The /ai page currently just filters by name prefix. Make it a proper ecosystem analysis.

AI ecosystem growth

  • Chart showing the number of AI-related modules over time
  • Release velocity of AI modules vs the rest of the ecosystem
  • Which AI modules are most actively developed

Categorization

  • Group AI modules by function (search, content generation, integration, etc.) — requires tagging, either manual or derived from short_description
  • Track which AI providers/services the modules integrate with

Data needed: Partially available. Module descriptions are stored but categorization would need either keyword extraction from short_description or manual tagging via the admin panel.

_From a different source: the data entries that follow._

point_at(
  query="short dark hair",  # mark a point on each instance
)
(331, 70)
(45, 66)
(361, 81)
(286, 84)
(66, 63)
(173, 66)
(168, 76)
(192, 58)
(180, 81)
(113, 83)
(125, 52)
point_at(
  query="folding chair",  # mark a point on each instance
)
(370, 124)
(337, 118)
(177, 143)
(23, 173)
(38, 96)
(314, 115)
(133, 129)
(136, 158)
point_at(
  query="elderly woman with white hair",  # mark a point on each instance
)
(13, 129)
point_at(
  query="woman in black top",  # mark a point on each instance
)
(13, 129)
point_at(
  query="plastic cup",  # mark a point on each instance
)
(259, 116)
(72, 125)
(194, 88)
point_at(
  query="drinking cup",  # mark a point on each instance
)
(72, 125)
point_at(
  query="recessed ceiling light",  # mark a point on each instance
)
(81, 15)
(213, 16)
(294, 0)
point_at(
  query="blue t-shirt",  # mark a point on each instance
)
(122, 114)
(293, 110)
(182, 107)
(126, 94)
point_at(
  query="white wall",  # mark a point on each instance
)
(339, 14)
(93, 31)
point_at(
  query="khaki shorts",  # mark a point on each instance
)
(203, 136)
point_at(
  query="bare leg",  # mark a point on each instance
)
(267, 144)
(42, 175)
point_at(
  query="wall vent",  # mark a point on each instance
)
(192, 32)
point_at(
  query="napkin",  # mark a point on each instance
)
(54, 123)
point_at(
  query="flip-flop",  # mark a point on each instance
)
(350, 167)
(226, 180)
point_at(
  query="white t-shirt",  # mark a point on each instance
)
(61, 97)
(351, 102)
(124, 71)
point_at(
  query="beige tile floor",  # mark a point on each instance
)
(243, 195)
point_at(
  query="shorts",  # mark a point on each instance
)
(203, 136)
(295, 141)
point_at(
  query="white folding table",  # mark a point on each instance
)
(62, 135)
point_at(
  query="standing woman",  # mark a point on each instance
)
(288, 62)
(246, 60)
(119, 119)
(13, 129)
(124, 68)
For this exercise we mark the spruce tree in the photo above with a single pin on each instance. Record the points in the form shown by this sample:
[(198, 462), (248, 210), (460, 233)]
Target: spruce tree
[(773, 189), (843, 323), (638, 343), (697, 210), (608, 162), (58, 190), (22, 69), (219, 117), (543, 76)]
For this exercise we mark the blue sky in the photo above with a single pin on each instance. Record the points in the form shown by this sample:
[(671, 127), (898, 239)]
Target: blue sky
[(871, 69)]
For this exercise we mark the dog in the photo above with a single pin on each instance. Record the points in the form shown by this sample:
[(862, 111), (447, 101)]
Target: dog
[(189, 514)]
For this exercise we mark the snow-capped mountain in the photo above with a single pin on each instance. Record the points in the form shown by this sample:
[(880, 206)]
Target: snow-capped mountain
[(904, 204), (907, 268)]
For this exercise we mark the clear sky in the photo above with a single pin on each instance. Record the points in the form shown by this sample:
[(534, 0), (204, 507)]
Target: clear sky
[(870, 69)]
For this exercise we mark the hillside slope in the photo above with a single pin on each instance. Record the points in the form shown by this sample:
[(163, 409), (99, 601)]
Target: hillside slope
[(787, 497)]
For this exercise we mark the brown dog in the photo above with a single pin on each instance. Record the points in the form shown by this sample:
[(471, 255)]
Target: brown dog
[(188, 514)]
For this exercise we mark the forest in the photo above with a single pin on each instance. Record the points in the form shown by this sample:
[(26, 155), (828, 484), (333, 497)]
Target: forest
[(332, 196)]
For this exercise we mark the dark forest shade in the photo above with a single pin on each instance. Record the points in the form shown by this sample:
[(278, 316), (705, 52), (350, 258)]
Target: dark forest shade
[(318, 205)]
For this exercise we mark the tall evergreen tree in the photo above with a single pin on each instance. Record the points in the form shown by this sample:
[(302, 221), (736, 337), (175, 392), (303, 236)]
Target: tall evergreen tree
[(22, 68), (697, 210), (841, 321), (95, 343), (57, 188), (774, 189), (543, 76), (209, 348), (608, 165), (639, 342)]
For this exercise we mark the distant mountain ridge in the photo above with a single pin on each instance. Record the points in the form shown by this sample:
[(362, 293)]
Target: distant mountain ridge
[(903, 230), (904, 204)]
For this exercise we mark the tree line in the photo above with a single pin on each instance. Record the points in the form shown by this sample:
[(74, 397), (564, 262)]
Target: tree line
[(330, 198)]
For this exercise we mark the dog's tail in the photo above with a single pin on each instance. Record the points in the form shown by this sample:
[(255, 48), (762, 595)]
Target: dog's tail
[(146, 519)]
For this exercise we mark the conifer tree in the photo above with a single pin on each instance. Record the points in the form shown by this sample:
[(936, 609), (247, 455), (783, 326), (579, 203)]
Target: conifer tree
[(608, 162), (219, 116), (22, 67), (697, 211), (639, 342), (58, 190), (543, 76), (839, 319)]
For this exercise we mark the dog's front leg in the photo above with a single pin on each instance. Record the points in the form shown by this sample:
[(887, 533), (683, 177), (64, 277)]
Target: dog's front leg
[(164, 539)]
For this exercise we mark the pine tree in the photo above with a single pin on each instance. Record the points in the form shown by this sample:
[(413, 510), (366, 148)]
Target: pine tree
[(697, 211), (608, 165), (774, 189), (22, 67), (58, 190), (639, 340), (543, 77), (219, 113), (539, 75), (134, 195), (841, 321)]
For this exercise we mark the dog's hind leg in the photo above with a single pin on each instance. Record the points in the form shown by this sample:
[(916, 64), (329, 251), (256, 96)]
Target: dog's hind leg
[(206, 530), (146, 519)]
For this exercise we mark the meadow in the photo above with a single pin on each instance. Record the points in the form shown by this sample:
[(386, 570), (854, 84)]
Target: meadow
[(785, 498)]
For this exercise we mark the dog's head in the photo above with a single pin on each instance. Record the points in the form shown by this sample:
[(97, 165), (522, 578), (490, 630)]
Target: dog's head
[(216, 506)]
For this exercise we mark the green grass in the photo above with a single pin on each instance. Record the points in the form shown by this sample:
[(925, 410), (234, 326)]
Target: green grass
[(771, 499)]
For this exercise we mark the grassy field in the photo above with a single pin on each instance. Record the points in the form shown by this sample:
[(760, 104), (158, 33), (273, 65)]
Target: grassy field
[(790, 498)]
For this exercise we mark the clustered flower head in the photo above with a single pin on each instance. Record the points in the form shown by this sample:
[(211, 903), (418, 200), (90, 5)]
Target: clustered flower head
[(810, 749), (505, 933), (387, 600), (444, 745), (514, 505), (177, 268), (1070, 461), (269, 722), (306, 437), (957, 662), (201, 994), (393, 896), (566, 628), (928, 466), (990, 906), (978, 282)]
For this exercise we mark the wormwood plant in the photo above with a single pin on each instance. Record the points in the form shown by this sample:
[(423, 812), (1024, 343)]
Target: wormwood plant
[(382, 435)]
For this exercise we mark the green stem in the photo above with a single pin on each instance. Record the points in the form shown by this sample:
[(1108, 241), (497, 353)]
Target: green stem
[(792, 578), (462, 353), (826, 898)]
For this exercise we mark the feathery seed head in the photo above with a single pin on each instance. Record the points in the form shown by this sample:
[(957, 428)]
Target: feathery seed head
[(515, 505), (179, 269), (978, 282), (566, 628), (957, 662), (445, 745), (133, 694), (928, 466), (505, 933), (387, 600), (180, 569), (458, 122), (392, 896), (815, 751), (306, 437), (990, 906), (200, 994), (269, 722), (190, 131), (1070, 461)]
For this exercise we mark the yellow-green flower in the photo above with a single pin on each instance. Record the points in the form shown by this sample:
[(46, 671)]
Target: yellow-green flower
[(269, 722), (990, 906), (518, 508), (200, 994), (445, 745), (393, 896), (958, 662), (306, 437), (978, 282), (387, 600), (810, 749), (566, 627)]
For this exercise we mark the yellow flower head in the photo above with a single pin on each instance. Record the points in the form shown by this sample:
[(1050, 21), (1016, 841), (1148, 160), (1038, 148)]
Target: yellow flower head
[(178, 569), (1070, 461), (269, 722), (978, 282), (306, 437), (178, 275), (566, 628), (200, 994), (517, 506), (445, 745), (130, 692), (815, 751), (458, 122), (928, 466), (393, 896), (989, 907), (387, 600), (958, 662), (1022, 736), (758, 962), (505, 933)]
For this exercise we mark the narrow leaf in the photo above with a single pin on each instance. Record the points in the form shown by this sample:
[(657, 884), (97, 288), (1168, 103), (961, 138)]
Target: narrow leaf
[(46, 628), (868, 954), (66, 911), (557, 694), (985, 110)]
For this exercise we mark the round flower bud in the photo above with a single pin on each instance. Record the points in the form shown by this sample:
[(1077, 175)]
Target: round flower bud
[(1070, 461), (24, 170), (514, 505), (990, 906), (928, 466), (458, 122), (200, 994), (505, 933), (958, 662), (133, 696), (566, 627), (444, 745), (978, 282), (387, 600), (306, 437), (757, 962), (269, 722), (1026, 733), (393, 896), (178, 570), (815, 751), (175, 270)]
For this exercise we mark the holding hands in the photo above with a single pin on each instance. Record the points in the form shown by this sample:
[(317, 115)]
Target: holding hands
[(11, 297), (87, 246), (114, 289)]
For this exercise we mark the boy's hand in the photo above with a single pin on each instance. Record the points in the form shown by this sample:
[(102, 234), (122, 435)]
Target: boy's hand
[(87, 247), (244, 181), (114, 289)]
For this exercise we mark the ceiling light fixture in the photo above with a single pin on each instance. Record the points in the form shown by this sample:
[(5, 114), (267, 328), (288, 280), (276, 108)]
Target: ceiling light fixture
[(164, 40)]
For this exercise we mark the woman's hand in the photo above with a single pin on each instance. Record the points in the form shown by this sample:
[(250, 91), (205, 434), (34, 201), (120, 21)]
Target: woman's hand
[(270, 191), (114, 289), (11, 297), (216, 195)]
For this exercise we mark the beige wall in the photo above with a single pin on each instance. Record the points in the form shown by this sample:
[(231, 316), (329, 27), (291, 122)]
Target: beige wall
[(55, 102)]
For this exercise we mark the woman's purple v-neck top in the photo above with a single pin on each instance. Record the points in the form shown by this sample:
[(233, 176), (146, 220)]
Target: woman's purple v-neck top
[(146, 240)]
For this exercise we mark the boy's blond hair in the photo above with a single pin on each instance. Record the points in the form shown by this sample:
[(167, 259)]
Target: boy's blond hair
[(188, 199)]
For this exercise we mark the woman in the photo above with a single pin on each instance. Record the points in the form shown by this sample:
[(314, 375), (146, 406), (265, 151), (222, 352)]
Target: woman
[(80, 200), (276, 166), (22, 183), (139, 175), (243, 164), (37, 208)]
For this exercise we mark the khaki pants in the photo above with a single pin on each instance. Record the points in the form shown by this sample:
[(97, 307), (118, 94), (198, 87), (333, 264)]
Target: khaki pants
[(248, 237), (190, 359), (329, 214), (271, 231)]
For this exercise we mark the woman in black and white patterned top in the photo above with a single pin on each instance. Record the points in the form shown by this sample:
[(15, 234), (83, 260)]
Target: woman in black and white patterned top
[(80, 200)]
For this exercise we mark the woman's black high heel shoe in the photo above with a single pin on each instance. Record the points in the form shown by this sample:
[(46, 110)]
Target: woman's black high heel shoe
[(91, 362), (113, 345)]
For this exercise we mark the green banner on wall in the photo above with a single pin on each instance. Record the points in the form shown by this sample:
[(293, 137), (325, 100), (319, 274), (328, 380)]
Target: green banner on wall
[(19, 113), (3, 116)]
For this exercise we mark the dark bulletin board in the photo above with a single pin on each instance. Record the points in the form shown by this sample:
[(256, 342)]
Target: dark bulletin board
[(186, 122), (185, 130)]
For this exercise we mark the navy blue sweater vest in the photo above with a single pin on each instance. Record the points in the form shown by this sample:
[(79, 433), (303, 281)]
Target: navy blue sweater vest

Phase 6 — Notifications & Personalization

Let users get value without visiting the site.

Watch list

  • Let users select modules to follow
  • Email digest (weekly) with releases for watched modules
  • RSS feed per module or per custom watch list

Threshold alerts

  • Module went quiet (no release in X days, configurable)
  • New stable release for a watched module
  • EOL approaching for a Drupal/PHP version

Data needed: New infrastructure. Requires user accounts (or email-only subscriptions), a notifications table, and a scheduled job to check thresholds and send digests.


Implementation Notes

Charting

  • Use Chart.js or a lightweight alternative — Alpine.js is already in the stack, so keep it simple
  • Server-side aggregation, client-side rendering
  • Consider caching computed metrics in a module_stats table or similar, refreshed on each data sync

New data to collect

  • Module download/usage counts from Drupal.org (available via their API but not currently fetched)
  • Security advisory data (the SecurityAdvisory model exists but isn’t populated)
  • Drupal core compatibility requirements per version

Performance

  • Pre-compute expensive aggregations during the drupal-org:releases command run
  • Store computed metrics rather than calculating on every page load
  • Consider a daily_snapshots table for time-series data that can’t be reconstructed from release dates alone (e.g., total module count over time)

Priority Phases 1-2 deliver the most value with the least effort — they use only existing data and existing infrastructure. Phase 3 is a natural extension. Phases 4-5 are refinements. Phase 6 is a separate product surface.